We may imagine that eternal life has nothing to do with our bodies, that it has to do only with our disembodied souls. But the scriptural tradition, and early Christian theology is quite clear on this point, and it’s worth noting that it’s shared in the Jewish tradition of the day (though not so much in contemporary Judaism)—that the resurrection was about the body as well as the soul—that it affected the whole person, of which our bodies are an integral part.

I point this out because I think it’s important that the body of the Risen Christ bore the marks of his crucifixion, his scars. What I think that means is that in those scars, Jesus bore the marks of his suffering, now transformed by the healing power of God and of resurrection. His suffering wasn’t erased or forgotten but brought along into this new existence.
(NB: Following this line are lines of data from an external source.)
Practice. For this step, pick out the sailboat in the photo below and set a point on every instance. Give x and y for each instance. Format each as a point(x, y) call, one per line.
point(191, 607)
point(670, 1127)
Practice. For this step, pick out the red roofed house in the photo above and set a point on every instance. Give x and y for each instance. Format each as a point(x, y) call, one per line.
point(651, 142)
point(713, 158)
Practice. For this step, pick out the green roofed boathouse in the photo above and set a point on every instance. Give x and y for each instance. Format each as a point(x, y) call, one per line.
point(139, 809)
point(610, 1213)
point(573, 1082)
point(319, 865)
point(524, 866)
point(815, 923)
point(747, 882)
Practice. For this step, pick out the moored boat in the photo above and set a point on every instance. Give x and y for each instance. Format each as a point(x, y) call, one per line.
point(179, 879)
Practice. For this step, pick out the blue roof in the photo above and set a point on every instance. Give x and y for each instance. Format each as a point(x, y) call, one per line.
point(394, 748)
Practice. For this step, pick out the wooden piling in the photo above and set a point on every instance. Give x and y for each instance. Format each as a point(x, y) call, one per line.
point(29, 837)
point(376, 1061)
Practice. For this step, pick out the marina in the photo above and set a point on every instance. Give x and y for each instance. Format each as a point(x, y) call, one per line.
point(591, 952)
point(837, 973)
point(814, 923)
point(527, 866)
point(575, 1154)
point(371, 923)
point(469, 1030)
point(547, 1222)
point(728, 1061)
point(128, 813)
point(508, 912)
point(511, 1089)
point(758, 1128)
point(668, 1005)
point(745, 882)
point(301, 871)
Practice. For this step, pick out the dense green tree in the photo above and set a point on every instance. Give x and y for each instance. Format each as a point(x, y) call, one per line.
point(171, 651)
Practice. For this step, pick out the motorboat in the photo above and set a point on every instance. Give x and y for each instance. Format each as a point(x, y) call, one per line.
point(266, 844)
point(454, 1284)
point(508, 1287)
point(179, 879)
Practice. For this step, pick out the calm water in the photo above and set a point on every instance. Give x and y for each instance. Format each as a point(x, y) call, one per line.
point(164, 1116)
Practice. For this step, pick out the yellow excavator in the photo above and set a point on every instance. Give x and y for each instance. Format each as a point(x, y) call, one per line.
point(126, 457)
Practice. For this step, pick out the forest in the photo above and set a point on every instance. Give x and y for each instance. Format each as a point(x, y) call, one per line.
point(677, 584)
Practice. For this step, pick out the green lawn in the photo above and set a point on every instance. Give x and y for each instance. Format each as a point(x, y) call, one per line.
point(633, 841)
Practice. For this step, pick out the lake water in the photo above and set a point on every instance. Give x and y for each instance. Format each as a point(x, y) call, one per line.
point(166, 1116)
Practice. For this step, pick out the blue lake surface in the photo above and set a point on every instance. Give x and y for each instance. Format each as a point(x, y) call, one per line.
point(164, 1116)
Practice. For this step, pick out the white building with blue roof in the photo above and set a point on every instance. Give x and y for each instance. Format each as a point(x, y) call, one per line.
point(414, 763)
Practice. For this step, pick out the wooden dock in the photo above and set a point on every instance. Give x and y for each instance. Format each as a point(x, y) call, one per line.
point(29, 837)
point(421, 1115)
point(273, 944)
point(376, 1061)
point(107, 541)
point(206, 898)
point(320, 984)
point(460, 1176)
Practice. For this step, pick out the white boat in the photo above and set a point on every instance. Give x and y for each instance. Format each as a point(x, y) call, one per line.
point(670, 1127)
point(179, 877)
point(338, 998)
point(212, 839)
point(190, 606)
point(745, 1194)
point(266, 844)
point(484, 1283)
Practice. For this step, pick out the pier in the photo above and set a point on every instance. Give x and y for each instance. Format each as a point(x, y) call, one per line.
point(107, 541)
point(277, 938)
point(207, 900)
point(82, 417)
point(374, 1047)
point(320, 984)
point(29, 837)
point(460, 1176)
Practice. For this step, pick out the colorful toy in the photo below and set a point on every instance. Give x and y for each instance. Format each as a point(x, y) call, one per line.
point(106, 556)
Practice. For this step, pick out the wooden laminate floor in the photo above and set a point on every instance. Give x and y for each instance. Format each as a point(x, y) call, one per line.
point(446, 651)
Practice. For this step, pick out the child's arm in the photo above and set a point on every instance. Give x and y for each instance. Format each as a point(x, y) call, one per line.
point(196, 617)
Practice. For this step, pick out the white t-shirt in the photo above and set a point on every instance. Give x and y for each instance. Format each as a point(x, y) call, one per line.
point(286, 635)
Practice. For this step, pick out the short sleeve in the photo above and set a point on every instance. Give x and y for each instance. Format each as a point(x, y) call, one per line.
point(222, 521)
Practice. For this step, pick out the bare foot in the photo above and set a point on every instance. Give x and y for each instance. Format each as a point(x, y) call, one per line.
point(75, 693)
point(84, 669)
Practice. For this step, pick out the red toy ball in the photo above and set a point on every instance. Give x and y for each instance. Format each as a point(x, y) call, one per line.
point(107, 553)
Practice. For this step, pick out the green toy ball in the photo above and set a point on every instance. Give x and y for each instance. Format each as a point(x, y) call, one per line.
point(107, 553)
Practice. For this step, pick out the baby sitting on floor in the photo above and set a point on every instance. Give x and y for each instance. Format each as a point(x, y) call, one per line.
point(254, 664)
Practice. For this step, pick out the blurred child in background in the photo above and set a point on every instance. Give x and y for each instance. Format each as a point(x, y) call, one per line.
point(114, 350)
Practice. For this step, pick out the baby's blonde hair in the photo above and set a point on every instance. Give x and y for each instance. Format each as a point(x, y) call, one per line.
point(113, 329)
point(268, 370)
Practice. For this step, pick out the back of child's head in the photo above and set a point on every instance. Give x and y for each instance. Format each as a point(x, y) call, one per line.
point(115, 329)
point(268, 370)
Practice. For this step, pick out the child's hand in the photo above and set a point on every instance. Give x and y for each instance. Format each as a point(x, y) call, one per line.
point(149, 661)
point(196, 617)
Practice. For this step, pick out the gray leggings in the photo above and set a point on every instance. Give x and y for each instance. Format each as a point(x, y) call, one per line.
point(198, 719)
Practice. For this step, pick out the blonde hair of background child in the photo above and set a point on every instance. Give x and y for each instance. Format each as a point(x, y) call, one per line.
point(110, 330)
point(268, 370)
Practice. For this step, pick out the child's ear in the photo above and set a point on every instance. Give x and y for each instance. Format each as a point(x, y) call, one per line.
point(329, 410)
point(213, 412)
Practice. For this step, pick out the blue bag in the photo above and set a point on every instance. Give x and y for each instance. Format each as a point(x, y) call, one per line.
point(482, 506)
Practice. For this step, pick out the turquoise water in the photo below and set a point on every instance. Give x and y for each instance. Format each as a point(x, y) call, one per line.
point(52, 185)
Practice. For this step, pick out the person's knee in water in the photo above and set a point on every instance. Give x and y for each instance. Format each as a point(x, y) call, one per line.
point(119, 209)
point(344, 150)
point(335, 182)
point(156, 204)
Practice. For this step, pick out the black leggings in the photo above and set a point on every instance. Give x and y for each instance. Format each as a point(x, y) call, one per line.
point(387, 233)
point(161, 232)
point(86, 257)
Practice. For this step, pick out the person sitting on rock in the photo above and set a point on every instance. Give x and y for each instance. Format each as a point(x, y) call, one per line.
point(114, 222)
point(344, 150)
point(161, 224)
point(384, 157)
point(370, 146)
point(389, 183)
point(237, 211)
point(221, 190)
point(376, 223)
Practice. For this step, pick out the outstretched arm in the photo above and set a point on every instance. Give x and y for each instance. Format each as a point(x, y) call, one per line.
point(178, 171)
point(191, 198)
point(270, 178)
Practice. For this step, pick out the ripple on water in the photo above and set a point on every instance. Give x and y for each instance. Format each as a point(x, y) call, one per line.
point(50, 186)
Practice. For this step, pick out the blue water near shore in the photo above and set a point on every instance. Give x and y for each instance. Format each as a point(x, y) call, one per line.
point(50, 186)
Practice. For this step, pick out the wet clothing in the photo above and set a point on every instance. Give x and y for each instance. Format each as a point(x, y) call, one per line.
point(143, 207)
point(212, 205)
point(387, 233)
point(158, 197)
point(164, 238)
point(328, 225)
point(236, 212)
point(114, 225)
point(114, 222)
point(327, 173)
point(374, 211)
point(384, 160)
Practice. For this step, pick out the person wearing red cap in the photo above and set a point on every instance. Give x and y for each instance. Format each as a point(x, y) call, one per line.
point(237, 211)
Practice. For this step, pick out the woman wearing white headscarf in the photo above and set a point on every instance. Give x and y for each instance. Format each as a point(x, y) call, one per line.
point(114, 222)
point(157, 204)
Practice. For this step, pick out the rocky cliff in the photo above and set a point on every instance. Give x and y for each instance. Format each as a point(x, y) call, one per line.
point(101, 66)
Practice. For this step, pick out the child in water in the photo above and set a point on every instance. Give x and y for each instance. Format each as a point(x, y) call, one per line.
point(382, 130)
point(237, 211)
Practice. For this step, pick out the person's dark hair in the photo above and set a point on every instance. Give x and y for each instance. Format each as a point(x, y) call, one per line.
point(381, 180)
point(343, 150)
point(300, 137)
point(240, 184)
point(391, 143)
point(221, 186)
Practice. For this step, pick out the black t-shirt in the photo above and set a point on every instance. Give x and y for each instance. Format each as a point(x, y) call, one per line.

So too with us. We often think our pain is punishment, our wounds are the just rewards for our misdeeds, even if they were caused by something, or someone, outside of ourselves. And we may think that in a perfect world, in the resurrection, all of that would be done away with. But to what extent are our scars, our wounds part of who we are? Our identity? That’s certainly the case with the scar on my forehead—it reminds me of everything I went through as a child, all of my struggles. It helped make me who I am.

My old friend, Augustine of Hippo, said something quite similar. In the marvelous 22nd book of the City of God, he offered his thoughts on the resurrection, and on resurrection bodies. It wasn’t that in the resurrection we would have no bodies, or that our bodies would be perfect—there were apparently some who speculated that we would all be raised to be 33 years old, in the prime of life. For Augustine, Jesus’ scars suggested that we would bring with us all of those marks and imperfections with us in the resurrection; but that they would be transformed in some way, so that everything that made us who we are as individuals would be preserved and glorified.

There’s another way to think about this. It’s important to remember that God is present with us now, in our suffering and pain, and that even if we are not healed in this lifetime, in the life to come we will be. That may make the suffering no easier to deal with in the present, but trusting in God’s healing presence in the midst of that suffering is transformative.

That’s true not only of our own individual wounds. It’s also true of the systemic violence and trauma that we experience and inflict. There’s a tendency these days to want to overlook such violence and trauma—whether it’s the history of slavery and racism in our nation or the suffering and violence inflicted on Native Americans. We want to shove it under the rug or ignore it. But there’s no way around it. Being honest about that suffering, being honest about the wounds and scars carried on the bodies of marginalized peoples is the only means of becoming a healed society.

The risen Christ bears marks of all that suffering on his body, his own and ours, and in his glorified scars, we see our healing transformed by the power of God’s grace and love, as we and the whole world are made new through the cross and resurrection. Thanks be to God.